The Dansprint ergometer has a unique ability to simulate the feel of kayak paddling. This has been archived by carefully adapting the physical characteristics of the dansprint to match those experienced while paddling a K1 kayak.
The moment of inertia of the rotating parts on the ergometer corresponds to the inertia (weight) of paddler and boat combined. This has to be a fixed value. We have chosen to fix the moment of inertia corresponding to a 75 kg. paddler.
The resistance of the rotating fan plus various bearing resistances corresponds to the drag and wave resistance on the kayak hull.
The true relation between kayak speed and hull resistance is complex. It varies mainly with the weight of the paddler and boat and somewhat with hull design as well. In the figure below you can see the result of drag measurements in a towing tank on an Olympic style K1 loaded with various weights.
The Dansprint fan has been custom developed to provide a resistance characteristic similar to the K1 results. The resistance comparison chart documents this fact. Especially in the speed region of 3 – 5 m/s, which is the dominating kayak speed range for training and competition, the resemblance is outstanding.
Notice that the Dansprint range of settings covers a spectrum of resistance far beyond the actual K1 range. This means that paddlers of all strength levels will be able to adjust the dansprint to give just the right paddle feeling.
To create the right feeling paddlers will typically want to set the Dansprint to a somewhat harder resistance than is indicated by the resistance comparison chart.
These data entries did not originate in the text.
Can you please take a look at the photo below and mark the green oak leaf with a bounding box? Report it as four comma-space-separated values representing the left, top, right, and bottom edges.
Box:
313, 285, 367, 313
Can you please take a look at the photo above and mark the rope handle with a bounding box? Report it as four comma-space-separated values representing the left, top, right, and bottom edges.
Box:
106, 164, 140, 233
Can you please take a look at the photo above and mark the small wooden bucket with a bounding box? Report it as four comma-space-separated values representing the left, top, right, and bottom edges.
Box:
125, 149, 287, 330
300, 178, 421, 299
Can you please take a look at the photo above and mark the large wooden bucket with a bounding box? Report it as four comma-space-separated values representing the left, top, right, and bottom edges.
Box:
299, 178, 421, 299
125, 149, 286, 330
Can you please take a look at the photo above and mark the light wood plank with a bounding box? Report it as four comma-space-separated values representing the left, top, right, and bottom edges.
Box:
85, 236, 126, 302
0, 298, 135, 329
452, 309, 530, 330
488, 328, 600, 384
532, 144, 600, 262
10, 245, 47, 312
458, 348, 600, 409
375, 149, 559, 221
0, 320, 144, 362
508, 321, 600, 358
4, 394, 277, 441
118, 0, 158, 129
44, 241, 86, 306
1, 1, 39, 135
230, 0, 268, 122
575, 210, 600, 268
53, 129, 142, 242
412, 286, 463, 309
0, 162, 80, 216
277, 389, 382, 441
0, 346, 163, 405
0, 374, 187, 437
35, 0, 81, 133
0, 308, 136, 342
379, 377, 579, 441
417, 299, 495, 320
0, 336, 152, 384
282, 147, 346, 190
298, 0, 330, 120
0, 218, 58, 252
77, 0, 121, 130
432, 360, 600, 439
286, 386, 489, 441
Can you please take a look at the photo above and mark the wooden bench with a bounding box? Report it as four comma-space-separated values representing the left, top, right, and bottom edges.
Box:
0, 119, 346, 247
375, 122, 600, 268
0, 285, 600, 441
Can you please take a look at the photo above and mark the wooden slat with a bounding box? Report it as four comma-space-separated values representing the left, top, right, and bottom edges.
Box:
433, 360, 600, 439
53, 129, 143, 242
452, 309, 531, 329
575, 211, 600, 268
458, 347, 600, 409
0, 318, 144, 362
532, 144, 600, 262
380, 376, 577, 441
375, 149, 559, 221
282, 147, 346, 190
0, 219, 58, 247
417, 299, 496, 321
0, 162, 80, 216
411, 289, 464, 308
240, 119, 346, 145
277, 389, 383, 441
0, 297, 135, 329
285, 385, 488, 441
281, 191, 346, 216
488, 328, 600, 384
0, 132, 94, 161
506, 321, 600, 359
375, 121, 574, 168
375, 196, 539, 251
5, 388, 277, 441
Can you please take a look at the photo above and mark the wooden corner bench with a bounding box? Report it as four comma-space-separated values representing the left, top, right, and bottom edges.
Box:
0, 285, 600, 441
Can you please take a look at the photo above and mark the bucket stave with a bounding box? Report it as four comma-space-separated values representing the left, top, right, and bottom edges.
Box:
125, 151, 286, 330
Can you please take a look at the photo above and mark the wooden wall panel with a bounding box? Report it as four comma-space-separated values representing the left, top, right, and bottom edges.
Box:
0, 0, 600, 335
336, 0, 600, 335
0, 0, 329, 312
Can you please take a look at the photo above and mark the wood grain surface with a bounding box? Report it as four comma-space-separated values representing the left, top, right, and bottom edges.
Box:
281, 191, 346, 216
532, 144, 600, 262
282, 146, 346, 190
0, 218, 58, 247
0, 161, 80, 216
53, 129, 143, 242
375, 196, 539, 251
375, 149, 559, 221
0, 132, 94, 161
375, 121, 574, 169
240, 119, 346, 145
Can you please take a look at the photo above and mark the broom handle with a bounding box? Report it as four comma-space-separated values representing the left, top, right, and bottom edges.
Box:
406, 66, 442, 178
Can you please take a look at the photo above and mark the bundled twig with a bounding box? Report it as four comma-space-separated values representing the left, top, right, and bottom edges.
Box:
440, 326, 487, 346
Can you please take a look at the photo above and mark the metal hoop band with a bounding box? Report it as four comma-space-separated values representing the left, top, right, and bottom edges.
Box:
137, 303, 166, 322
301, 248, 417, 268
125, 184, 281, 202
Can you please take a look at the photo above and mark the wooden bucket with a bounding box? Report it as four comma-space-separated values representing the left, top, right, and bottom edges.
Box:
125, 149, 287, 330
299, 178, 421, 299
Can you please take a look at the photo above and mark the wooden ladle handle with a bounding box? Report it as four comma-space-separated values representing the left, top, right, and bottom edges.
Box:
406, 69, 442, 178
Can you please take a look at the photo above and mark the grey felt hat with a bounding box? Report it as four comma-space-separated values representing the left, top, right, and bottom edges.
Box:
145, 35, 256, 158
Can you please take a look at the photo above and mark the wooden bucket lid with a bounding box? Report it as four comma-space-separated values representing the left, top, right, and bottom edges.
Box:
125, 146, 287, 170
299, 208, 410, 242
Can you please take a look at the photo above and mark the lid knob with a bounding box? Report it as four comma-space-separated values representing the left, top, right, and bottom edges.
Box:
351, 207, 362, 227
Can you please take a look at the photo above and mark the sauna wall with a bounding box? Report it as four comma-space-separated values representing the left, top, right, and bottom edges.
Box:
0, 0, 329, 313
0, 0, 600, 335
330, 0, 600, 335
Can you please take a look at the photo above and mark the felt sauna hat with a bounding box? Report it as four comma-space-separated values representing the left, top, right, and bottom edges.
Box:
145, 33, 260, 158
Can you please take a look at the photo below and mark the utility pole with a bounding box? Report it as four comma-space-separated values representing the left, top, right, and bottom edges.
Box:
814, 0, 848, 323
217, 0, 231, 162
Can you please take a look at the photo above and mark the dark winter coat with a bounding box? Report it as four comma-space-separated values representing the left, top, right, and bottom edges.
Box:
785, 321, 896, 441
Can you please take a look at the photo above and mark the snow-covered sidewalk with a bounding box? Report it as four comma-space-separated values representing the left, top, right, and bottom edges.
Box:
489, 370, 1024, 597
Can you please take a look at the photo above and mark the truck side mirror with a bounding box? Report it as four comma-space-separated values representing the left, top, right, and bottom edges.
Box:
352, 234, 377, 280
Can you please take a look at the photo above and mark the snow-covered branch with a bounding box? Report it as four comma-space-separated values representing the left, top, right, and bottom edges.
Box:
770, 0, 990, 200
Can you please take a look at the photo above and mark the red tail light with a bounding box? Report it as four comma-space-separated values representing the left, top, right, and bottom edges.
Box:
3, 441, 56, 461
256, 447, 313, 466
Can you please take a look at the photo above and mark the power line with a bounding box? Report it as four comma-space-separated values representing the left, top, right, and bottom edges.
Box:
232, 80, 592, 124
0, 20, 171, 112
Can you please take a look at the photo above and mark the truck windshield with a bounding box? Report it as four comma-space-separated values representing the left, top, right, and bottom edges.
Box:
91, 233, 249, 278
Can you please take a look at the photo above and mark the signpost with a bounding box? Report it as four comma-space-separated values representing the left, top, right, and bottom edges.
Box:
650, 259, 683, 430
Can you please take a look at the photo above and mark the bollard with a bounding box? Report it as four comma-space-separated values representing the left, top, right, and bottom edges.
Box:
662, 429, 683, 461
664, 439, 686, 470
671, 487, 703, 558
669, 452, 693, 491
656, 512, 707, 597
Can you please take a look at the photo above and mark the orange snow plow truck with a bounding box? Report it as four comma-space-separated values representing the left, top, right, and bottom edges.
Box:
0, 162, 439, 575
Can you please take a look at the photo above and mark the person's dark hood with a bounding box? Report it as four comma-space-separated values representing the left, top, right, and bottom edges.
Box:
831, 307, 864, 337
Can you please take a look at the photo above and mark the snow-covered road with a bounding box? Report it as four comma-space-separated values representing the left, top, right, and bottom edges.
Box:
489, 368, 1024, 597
This is due to the fact that paddling efficiency is higher on the ergometer than on water.
The Dansprint has a very accurate way of measuring the performance of the athlete.
Many less advanced ergometers will simply measure the rotational speed of the flywheel and from that make a rough assumption of the power developed.
The Dansprint continuously measures the breaking forces on flywheel and keeps track of the kinetic energy stored and is thus able to calculate the power input of the paddler.
The great advantage of this method is that it is totally independent of resistance setting, mechanical wear and environmental factors such as temperature and humidity. It needs no calibration to stay correct, as long as the resistance flywheel is not modified.
The Dansprint uses an "equal power" algorithm to calculate the simulated paddling speed. For each measured point (*) of the stroke the corresponding power input is calculated. This power value is used to lookup in a table, at which speed the simulated K1 would have travelled, provided the same amount of power input. In this lookup the weight of the paddler is taken into account, implicating that a lighter paddler will go faster for the same power input, than a heavy one.
This way of calculating kayak speed is the only consistent method that does not depend on any settings or environmental factors, but only on the kayak model chosen.
The speed lookup table is based on K1 towing tank experiments and thus the actual hydrodynamic drag and wave resistance of the kayak is reflected in the speed obtained.
(*) There is app. 80 points resolution pr. stroke
The Dansprint ¼ -VGA LCD display provides easy readable relevant numeric and graphical information to the athlete while training on the ergometer. The following quantities are updated for each individual stroke.
- Paddling time
- Speed / Power
- Stroke rate / Water-air ration /Max. speed/power
- Heart rate*
- Average speed / power
- Graphic Right / Left power balance or graphic pacer
For the speed values, it is possible to choose from one of several units
- time / 500 m
- time / 1000 m
Also included is a countdown facility, which enables the paddler to record the exact time to travel a certain distance.
The Dansprint computer continuously records the power input values of the last 16 min of paddling. The values can be displayed as a power vs. time graph on the display in order to study details in performance.
* Requires serial interface to polar chest ribbon or similar.